Friday 17 May 2013

Fudoh: The New Generation

Director: Takashi Miike
Writer: Toshiyuki Morioka
Producers: Yoshinori Chiba, Toshiki Kimura
Cast: Shosuke Tanihara, Riki Takeuchi, Kenji Takano
Year of release: 1996
Country: Japan
Reviewed from: UK screener DVD (Artsmagic
)

This is the fourth Takashi Miike film I’ve seen, following Audition, Happiness of the Katakuris and Full Metal Gokudo. The only thing these films seem to have in common is that they are all very different from anything else - and very different from each other too.

I thought Fudoh was just going to be an over-the-top yakuza thriller but really this is borderline fantasy territory. Shosuke Tanihara (Pyrokinesis, Godzilla X Megaguiras) stars as Riki Fudoh, the younger son of a gangster who, as a child, saw his father behead his older brother. Forced to grow up fast, he has established himself as a majorly cool crime lord while still in his teens.

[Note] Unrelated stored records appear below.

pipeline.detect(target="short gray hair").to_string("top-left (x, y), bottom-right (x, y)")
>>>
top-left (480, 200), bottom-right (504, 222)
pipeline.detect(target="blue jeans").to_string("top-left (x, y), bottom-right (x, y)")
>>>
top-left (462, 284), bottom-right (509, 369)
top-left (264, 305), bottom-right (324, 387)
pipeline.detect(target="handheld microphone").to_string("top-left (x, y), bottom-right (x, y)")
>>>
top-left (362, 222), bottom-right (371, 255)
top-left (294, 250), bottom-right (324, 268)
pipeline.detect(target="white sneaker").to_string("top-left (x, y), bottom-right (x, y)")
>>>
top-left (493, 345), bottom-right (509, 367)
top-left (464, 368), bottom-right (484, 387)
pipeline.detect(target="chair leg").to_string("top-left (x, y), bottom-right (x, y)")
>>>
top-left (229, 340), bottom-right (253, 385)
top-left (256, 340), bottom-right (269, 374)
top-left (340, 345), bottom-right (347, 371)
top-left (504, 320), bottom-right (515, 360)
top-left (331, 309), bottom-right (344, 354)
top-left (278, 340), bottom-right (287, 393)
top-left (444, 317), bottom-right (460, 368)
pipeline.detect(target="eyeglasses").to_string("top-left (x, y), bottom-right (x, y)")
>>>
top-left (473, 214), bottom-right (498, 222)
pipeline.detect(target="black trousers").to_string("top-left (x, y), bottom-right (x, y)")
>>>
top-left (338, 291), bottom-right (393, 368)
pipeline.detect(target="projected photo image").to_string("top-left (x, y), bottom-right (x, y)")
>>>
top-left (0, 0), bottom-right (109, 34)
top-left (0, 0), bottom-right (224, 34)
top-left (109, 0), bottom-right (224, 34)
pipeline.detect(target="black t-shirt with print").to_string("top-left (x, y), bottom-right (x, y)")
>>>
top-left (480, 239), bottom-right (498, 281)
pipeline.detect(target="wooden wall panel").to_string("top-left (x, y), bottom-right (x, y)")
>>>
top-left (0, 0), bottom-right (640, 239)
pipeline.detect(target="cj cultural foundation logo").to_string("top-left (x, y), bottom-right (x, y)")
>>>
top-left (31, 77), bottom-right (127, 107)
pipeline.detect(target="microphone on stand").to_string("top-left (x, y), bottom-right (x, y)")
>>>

This means he is still at high school while co-ordinating a network of operatives his age or younger, and he uses these kids to take out the old guard of gangsters. Innocent-looking little tykes of about seven or eight blast away with uzis at adults - I’m watching this from an advance disc and wondering whether the BBFC will pass this. Even more astounding are two girls who seem to be Riki’s closest allies. One of them works nights in a gentleman’s club where she demonstrates her special talent, firing darts from - well, let’s just say it puts one in mind of Wynona Ryder and ping pong balls...

Also into the mix comes man mountain Akira, played by wrestler Kenji Takano who must be the biggest guy in Japan! Even allowing for simple tricks like standing him next to short people, putting him on a box and filming from the waist up (the sort of stuff they do with Robbie Coltrane in the Harry Potter movies) it’s clear that this guy is huge!

With its high school setting, the film becomes almost surreal: Riki Fudoh, who wears seriously smart suits, has the teachers in his pocket and the young ladies all wear those sailor suits (when they’re wearing anything at all) - very Sukeban Deka. Lots of people get killed in ways that will leave your jaw hanging open, and there is a sexual surprise later on that ramps the whole thing up a gear. Plus a character comes back from the dead as a sort of cyborg. Or something.

The low budget shows sometimes, mainly in the use of painfully obvious stock footage, and the plot gets rather convoluted, but the sheer audacity of this enormously entertaining cornucopia of sex’n’violence makes up for any shortcomings. This was far more enjoyable than I expected, and I’m left wondering - as I have been after each of my previous three Miike viewings - what else this guy can do.